When it comes to the company making the contribution on your behalf, as is the case with an Executive Pension, there is a range of factors in determining how much can be contributed, which we have listed below. However, the important point is that your company can invest a lot more than you can personally and still benefit from tax relief! Whilst, in addition, the maximum retirement fund that you can build up is 2M, and if choosing to take the annuity route over the ARF route the maximum pension you can take is 2/3rds of your final pensionable salary.
 

  1. Age
  2. Gender
  3. Marital Status
  4. Chosen Retirement Age
  5. Salary
  6. Previous Pensions
  7. Years of service with the current employer
How much can I contribute to my Executive Pension as a Senior Employee?

The maximum contributions that can be paid to your Scheme by you and/or your employer will depend on your personal circumstances including company service and salary.

Subject to the above, there is no limit to how much you can contribute but tax relief on personal contributions is restricted. Only contributions paid by you will be considered for the purposes of determining maximum contribution limits for tax relief purposes, which equate to a % of net relevant earnings (annual salary) and increase with age starting from 15% under age 30.

How are contibutions paid?

Employers can pay regular or single contributions to their executive pension. An executive pension can also accept transfers from other executive pensions as well as previous group schemes – these would usually be paid as electronic fund transfers from other institutions.

Employers can pay a single contribution at any time into an executive pension. This can be done instead of, or as well as, paying regular monthly or annual contributions.

Senior employees and non-executive directors can make regular contributions on the same basis as their employer with the combined contributions payable through company payroll. They can also make one-off lump sum payments within Revenue Limits via EFT.

What are the different types of executive pension plans?

Insured Plans – the most popular type of executive pension is an insured plan provided through an insurance company. It allows investment in a choice of pooled funds also called unit-linked or mutual funds and offers the cheapest way of investing in assets which can include equities, bonds, property, commodities, and deposits.
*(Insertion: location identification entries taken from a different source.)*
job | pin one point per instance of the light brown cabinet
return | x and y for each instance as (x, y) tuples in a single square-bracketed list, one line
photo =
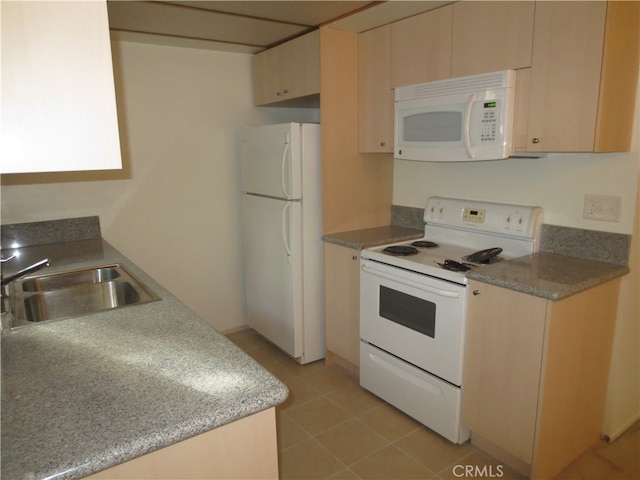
[(421, 47), (583, 77), (535, 374), (342, 305), (288, 73), (375, 96), (491, 36)]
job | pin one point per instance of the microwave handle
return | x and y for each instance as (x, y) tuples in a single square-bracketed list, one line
[(467, 125)]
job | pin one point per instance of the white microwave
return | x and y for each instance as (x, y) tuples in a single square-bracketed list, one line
[(456, 120)]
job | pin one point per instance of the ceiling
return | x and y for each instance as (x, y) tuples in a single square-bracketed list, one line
[(248, 26)]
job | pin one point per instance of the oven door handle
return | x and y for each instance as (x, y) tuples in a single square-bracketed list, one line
[(410, 283)]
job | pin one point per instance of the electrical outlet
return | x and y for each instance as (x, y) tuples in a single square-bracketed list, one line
[(604, 208)]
Self-directed Plans – these plans offer a hybrid of insured fund options as well as access to your own choice of specific equities or shares, they tend to be more expensive than insured executive pensions.

Self-administered Plans – best suited to high-net-worth individuals who wish to select all their own investments, which may include direct property purchases, this is the most expensive option includes set-up fees, trustee charges, actuarial charges, and annual management charges in addition to any transactional costs associated with asset trades.

How do I ensure best advice and value for money?

We compare charges and investment performance of all leading insured and self-directed pension providers. We ensure that the recommended pension plan option, matches your appetite for investment risk and that any charges are fully transparent and kept to a minimum. We also offer you full online access to your pension plan from inception, with regular investment performance reviews.

What happens my pension fund if I were to die?

In the event of death before retirement, 4 times your annual remuneration at the date of death can be paid to your dependents, together with a refund of any personal contributions to the plan. The balance must generally be used to purchase an income for life for your spouse or any one or all of your dependants.

Post-retirement where you have already invested in an ARF, on your death the ARF can be transferred into your spouse’s name free of PAYE or Capital Gains Tax.

Can I cash in my pension early, if needs must?

You can now retire from age 50 and take 25% of your fund tax-free, under an executive pension.

If you have to stop working due to serious ill-health, you can take your pension benefits earlier than these stated ages!

Once you have taken your 25% tax-free, you can choose to reinvest the balance in an ARF (investing in funds for tax-free growth as before) and make regular and ad hoc withdrawals to provide an income.